“How can you feel so much for another person, a complete stranger?”
Recently this question was posed in my Abnormal Psychology class. It resonated with me because it seems to articulate one of the most significant obstacles in the
complex world of abortion, which is that we see each other as separate.
"She is different," the woman says, who is 6 weeks and was in the waiting room with another woman who is "showing." "How can she do that to a baby?"
"They aren't like me. I am 40 and done having children. I've never planned on coming here," she explains, as if all other patients have visions of their reprodutive futures.
"I am different than them. I care," she tells me, angered by patients in the waiting room who have the nerve to laugh in an abortion clinic.

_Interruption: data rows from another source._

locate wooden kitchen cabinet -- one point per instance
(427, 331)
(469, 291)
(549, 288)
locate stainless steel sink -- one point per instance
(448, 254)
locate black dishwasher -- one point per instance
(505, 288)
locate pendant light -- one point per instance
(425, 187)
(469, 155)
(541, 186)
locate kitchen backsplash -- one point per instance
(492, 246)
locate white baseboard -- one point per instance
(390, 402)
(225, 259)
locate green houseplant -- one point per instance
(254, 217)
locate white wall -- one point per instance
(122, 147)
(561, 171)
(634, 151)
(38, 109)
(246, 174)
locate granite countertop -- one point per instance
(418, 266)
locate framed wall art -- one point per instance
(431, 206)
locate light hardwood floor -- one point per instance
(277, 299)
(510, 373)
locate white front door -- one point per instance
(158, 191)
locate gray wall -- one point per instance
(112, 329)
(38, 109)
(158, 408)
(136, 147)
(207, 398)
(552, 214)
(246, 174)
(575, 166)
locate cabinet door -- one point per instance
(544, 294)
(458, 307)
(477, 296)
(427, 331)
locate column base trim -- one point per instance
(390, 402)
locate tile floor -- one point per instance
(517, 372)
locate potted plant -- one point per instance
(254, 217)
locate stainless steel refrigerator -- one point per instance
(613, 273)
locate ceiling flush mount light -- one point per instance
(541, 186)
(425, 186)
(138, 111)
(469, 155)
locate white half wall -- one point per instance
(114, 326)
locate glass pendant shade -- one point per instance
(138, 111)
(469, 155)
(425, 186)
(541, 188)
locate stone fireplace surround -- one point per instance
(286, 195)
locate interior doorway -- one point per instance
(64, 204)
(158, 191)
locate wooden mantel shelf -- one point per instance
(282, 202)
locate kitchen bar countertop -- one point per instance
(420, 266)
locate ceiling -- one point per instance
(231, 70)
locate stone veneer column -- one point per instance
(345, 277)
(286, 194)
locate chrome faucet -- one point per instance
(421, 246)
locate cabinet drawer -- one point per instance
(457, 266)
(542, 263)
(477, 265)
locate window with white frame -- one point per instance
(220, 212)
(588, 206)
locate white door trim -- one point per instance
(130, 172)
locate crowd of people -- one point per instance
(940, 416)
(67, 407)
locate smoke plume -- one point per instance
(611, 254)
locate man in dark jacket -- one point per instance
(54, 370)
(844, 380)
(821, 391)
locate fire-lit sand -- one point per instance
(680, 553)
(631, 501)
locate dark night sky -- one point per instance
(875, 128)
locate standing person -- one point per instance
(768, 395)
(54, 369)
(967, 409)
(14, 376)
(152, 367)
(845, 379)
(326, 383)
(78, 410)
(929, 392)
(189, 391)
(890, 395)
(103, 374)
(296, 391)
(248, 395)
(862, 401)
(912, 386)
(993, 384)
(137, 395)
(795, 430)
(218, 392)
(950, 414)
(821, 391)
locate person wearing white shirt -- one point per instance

Nobody plans to have an abortion at 22 weeks, or at 40 years old. The way people deal with having to make tough decisions is not uniform; some laugh, others cry, and a few might not even acknowledge the difficulty of making such decisions until years later.
When I began training for my job, I also wondered what it would be like to talk about intimate details of a "stranger's" life. When I found myself invested in the most essential part of my job, though--making sure patients are listened and attended to--all such reservations disappeared.
I suppose what I'm saying can be put into two words: Trust women.
Sympathize, imagine, discuss, do what you have to do--but I am as you are.
There are differences among us, such as class, race, and most importantly in this case, gender, but we all want to feel like we are creating happy and fulfilling lives for ourselves and those we love.
If we are supplying someone else's ability to live, and decide we cannot continue to do such, know that it isn't easy--but it's also not your place to judge. At the risk of sounding preachy, let go of that which you cannot control (and how sad it is that control over women's bodies has become sanctioned by law).
If I had to identify the single most important thing abortion care has taught me in the precious 13 months I have been benfitting from it, it is that we should never judge others, for we never know another person's story, unless we ask.